Manual data entry might finally be on its way out. Google just announced a fresh wave of AI-powered updates to its Workspace tools, and the goal is pretty clear: let Gemini handle the tedious stuff so you don’t have to.

The updates cover Google Docs, Slides, Sheets, and Drive. And what makes them different from generic AI assistants? Gemini pulls answers from your own files, emails, and chats instead of guessing based on random web searches.

Sheets Gets the Most Impressive Upgrade

The new Google Sheets features are honestly the highlight of this whole update.

Picture this: you have a spreadsheet listing local businesses, but half the columns are empty. Instead of spending hours hunting down company locations, CEO names, and contact details, you just click an empty cell. A pop-up appears saying “Drag to fill with Gemini.” You highlight the cells you want filled, and an AI agent searches the web to complete each one automatically.

Gemini fills empty spreadsheet cells automatically using web search data

That’s a significant shift in how spreadsheet work actually feels. No more copy-pasting information from browser tabs into cells one by one.

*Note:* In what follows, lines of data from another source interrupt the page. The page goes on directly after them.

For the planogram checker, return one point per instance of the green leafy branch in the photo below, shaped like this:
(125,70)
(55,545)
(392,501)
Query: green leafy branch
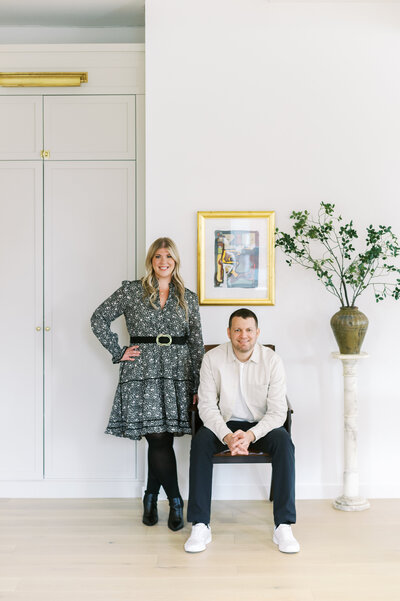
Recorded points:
(326,246)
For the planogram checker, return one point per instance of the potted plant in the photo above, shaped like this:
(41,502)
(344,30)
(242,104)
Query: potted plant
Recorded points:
(327,246)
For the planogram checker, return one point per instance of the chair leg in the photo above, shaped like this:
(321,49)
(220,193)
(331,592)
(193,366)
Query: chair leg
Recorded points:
(271,489)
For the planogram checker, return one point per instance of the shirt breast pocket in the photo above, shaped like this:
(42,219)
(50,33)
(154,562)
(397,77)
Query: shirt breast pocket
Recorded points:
(259,400)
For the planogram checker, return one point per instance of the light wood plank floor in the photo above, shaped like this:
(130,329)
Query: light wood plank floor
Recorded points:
(98,550)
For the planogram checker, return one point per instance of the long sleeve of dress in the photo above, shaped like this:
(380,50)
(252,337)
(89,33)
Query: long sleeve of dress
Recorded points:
(101,320)
(195,339)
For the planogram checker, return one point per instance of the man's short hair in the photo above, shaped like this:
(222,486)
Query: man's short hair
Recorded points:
(244,314)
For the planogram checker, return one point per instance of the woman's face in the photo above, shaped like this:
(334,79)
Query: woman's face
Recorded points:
(163,264)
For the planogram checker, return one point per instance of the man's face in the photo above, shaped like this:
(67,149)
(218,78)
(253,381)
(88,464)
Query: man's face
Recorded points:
(243,334)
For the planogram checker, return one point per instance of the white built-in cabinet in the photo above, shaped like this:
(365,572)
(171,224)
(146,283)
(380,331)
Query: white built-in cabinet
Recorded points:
(71,227)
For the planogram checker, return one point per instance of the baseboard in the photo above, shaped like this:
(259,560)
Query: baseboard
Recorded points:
(70,489)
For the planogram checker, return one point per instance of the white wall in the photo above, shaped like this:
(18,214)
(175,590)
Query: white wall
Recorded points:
(71,35)
(278,106)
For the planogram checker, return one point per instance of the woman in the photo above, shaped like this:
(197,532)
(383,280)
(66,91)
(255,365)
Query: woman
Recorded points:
(159,371)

Plus, Gemini can now summarize raw data, sort it into categories, and build charts using plain-language prompts. So if pivot tables have always confused you, good news: you can just describe what you want to see and Gemini figures out the rest.

You can also chat directly with Gemini inside Sheets. Ask it to scan your data and generate custom reports or visualizations. No formulas required.

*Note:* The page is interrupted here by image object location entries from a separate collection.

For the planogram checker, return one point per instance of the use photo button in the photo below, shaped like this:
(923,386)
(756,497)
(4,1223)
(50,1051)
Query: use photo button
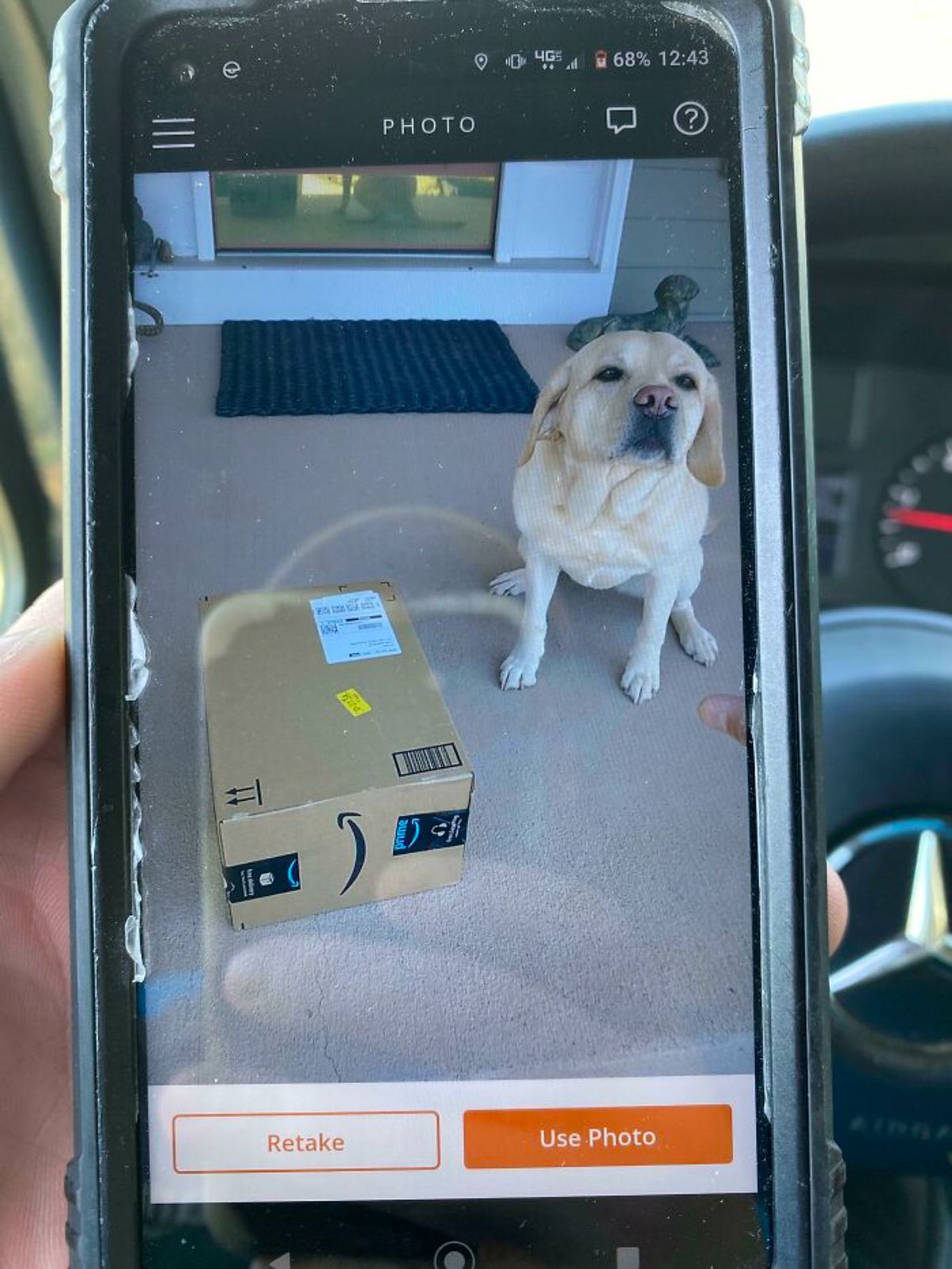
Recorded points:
(598,1137)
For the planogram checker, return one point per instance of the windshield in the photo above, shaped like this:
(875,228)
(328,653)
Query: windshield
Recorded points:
(875,52)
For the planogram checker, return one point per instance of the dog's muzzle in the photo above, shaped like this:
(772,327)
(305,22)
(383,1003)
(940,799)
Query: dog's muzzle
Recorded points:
(651,432)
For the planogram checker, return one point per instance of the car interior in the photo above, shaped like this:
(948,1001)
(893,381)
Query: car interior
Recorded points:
(879,224)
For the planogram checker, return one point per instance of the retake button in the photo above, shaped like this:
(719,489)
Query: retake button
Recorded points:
(386,1141)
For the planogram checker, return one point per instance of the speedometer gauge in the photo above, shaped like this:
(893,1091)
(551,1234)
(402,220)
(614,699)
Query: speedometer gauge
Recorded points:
(916,527)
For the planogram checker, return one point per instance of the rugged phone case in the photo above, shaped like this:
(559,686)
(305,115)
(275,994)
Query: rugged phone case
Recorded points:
(103,1183)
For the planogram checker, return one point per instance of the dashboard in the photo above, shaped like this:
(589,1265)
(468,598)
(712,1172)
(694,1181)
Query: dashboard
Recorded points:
(880,258)
(882,410)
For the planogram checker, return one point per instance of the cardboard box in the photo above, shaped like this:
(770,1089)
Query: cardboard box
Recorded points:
(338,777)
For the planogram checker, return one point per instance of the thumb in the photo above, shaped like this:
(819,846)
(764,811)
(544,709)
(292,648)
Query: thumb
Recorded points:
(32,682)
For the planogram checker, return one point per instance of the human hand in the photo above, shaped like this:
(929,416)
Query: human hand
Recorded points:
(727,715)
(36,1126)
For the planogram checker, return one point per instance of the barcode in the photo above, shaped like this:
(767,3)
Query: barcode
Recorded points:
(432,758)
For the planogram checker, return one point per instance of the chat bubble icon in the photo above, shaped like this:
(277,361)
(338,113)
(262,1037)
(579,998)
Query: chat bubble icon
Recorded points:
(620,118)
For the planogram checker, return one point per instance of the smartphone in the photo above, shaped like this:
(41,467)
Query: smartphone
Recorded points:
(438,474)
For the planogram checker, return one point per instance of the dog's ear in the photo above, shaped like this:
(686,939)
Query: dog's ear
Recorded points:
(543,421)
(706,455)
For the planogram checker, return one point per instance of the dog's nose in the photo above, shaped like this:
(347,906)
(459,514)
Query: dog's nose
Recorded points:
(655,400)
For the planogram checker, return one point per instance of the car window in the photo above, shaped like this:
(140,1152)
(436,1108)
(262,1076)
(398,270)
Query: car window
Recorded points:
(877,52)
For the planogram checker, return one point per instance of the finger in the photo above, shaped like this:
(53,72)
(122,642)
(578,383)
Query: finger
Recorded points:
(44,612)
(727,715)
(837,908)
(32,682)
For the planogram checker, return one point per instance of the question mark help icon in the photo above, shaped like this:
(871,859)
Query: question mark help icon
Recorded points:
(691,118)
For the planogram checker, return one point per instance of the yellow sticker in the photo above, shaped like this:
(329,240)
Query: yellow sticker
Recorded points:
(353,702)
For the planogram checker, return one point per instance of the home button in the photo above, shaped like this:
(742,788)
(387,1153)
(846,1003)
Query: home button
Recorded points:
(455,1256)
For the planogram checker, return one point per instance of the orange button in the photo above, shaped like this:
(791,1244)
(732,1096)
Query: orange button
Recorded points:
(598,1137)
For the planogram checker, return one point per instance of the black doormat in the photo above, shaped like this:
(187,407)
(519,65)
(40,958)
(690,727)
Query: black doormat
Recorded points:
(370,367)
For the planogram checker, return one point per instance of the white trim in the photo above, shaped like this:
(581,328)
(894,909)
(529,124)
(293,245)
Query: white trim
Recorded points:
(205,215)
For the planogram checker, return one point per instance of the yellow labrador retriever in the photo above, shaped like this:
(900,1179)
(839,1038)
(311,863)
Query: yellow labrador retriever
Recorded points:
(612,489)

Docs and Slides Get Smarter Source Tracking

The Gemini side panel in Google Docs now shows a “sources” tab after each query. So if you ask Gemini to fill out a travel itinerary template, it pulls details from your flight confirmation email and relevant chat messages. Then it tells you exactly where each piece of information came from.

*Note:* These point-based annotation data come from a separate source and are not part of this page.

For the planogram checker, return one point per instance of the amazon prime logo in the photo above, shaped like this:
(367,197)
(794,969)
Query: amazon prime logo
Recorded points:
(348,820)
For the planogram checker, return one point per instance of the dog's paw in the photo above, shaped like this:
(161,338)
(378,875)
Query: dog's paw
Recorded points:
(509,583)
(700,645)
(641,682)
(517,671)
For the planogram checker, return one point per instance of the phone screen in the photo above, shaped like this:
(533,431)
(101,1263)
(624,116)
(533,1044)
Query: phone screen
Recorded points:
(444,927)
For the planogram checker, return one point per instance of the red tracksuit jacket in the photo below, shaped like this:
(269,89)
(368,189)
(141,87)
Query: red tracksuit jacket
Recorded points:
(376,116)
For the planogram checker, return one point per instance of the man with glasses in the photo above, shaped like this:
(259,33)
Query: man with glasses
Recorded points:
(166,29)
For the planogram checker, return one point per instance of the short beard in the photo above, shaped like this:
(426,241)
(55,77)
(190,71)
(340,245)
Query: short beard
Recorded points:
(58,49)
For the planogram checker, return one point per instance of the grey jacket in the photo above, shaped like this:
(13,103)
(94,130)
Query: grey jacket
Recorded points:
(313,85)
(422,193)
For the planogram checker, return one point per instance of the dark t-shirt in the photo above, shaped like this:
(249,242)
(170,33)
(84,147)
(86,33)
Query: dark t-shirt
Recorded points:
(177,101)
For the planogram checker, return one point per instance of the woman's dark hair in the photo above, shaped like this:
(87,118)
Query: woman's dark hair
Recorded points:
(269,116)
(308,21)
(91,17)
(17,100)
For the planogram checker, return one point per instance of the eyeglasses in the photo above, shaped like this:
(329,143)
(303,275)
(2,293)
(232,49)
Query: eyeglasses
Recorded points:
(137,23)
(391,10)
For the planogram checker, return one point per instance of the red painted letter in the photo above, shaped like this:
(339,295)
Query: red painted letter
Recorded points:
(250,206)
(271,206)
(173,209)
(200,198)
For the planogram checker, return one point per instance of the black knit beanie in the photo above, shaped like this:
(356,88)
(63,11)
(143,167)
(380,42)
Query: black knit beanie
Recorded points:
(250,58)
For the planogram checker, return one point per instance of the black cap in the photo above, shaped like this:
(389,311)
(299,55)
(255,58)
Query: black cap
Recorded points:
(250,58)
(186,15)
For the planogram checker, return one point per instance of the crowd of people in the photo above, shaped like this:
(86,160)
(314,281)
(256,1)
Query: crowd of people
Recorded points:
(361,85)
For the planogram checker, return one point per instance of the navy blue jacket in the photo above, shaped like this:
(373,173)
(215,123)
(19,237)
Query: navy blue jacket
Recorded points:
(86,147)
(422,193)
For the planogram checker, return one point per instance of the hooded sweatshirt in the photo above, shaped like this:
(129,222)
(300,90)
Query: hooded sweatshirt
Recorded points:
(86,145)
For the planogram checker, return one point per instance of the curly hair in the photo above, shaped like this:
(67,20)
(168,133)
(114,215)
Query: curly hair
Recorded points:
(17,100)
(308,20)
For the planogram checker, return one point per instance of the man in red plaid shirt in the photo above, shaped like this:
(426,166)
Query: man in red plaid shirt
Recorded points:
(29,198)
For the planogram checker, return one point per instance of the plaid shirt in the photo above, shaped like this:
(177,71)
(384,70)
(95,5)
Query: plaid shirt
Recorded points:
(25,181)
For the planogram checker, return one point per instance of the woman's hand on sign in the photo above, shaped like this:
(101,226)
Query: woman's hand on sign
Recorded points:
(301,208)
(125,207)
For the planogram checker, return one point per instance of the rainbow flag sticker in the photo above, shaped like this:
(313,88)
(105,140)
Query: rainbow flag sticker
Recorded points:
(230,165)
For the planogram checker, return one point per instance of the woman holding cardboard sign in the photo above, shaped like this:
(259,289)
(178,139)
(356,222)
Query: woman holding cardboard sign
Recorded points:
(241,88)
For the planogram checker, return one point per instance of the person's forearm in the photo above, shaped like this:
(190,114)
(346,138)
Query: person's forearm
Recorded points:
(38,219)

Gemini side panel sources tab tracks information from emails and chats

That sourcing feature matters more than it might seem at first. It gives you a quick way to double-check Gemini’s work without having to manually verify every detail from scratch.

Google Slides gets a similar treatment for design and content. You can now describe what you want on a slide in plain language, and Gemini creates it while matching your existing slide style. Need to move some design elements around but don’t want to drag things pixel by pixel? Just ask Gemini to edit the layout instead.

Because Gemini has access to your work files, the slides it generates should come pre-filled with relevant content. No placeholder text to replace, no filler headlines to rewrite.

The Bigger Picture Behind These Updates

These Workspace upgrades fit into a broader trend Google has been building toward: personalized AI that learns from your context rather than delivering generic answers.

Tools like Anthropic’s Claude Code and OpenAI’s Codex have already shown what more capable, task-focused AI agents can do. Google is pushing in the same direction with Workspace. Gemini isn’t just answering questions anymore. It’s handling actual workflow steps, acting more like an assistant who knows your projects than a search engine that returns general results.

Gemini edits Google Slides layout and design using plain-language prompts

That’s a meaningful difference in day-to-day use.

Who Gets Access Right Now

These features are rolling out in beta at the moment, with a few limitations worth knowing. English only for now, and availability is limited to Google AI Ultra and Pro subscribers in the US. Some Google Workspace customers participating in the Gemini Alpha testing program also get access.

If you access Docs, Sheets, or Slides through a company Workspace account, your employer controls whether AI features are enabled. You won’t be able to switch them off individually. Personal account users have more flexibility and can adjust their Gemini settings directly.

Whether you’re thrilled about AI handling your spreadsheets or still a bit skeptical, the direction is obvious. Google is betting that automating the mundane parts of office work will keep users invested in its ecosystem. For anyone who has spent an afternoon doing manual data entry, that bet feels pretty reasonable.